E-cigarette smokers in Manhattan may soon be pushed outdoors as the result of a new ordinance being considered by the city commission. At Tuesday’s city commission work session Jared Wasinger, management assistant, gave the audience a general idea of what an e-cigarette ban would look like.
In 2008 Manhattan was the first community in Kansas to ban cigarettes in public buildings. Since then Kansas has issued its’ own cigarette ban, and Wasinger said an e-tobacco ban would look largely the same. Riley County has a tobacco and e-cigarette ban on all of its’ premises, and the Riley County Health board recommended the city follow suit.
The discussion on tobacco alternatives garnered the attention of doctors, business owners, and “vapers” alike. Commissioners heard varying audience commentary before instructing Wasinger to draft an ordinance. Commissioners will decide at a later date whether or not vaping would still be allowed in the three currently existing “vape bars” in Manhattan. If such an ordinance were to pass, it could be very damaging to the vape nz population of Manhattan. The ordinance could be merged with the existing smoking ordinance in 2019 if it was to get passed. However, a lot of people use vaping to help them stop smoking, so hopefully it won’t cause them too much of an issue, as vaping is better for you then smoking.
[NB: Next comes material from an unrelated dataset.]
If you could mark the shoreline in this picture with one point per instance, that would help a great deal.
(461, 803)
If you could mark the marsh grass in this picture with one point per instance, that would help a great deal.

If you are stilled allowed to vape and would like to try it as an alternative to smoking then you could check out something like licensetovape.com to give you a better idea of what is on offer.
Manhattan is also in the process of establishing a new sound ordinance. The issue came about following Fake Patty’s day earlier this spring, after Riley county police reported many noise and behavioral disturbances. The current noise ordinance was adopted in 1989 and has not been amended since then.
Kiel Mangus, assistant city manager, presented a first draft of the new ordinance earlier this summer. Mangus was seeking input from the commission at last night’s meeting, and also talked about his recent meetings with RCPD and the Aggieville Business Association.
Commissioners were lobbying for a strict decibel limit to be implemented, but police director Brad Schoen said decibel detectors are expensive devices which are not always useful in a place like Aggieville that has plenty of ambient noise. A concerned citizen also addressed the commission, saying her home in the area surrounding Aggieville is especially prone to noise disturbances from house parties.
The commissioner recommended Mangus begin another draft which would place businesses in commercial districts at a decibel limit of 90db, and also allow law enforcement to use their discretion when considering if a disturbance requires action.